Zwei Stunden bis zur Landung halte ich weiter Händchen. Zwischendurch muss ich das Protokoll ausfüllen, meine Daten angeben und nennen, was ich genau getan habe. Wir befördern die Patientin auf einen nahegelegenen Sitz in der Business-Class, wo sie liegen kann. Ich darf zur Landung zurück auf meinen Platz. Kaum am Boden erwarten uns die amerikanischen Kollegen und ich kann zum ersten Mal durchatmen.

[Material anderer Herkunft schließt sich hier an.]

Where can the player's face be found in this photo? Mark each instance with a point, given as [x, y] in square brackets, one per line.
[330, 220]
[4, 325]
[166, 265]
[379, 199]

Nach deutscher Zeit ist es weit nach Mitternacht und ich bin hellwach. Das Adrenalin rauscht durch meinen Körper und ebbt erst ab, nachdem die Crew sich ein Dutzend Mal bedankt hat. In den Gesichtern ist deutlich zu erkennen wie froh auch sie sind, dass alles gut gegangen ist. „Merci vielmals – und schönen Urlaub!“ Den werde ich haben, doch das Geschehene wird mich noch einige Tage weiter beschäftigen. Was hätte ich anders, was besser machen können? Wie geht es der Patientin inzwischen und was konnte in der Klinik herausgefunden werden? Fragen, auf die ich keine Antwort erhalten werde, doch eine kann ich mir inzwischen beantworten: Egal wie wenig du glaubst zu wissen, es genügt, um im Ernstfall helfen zu können. Du musst dich nur trauen.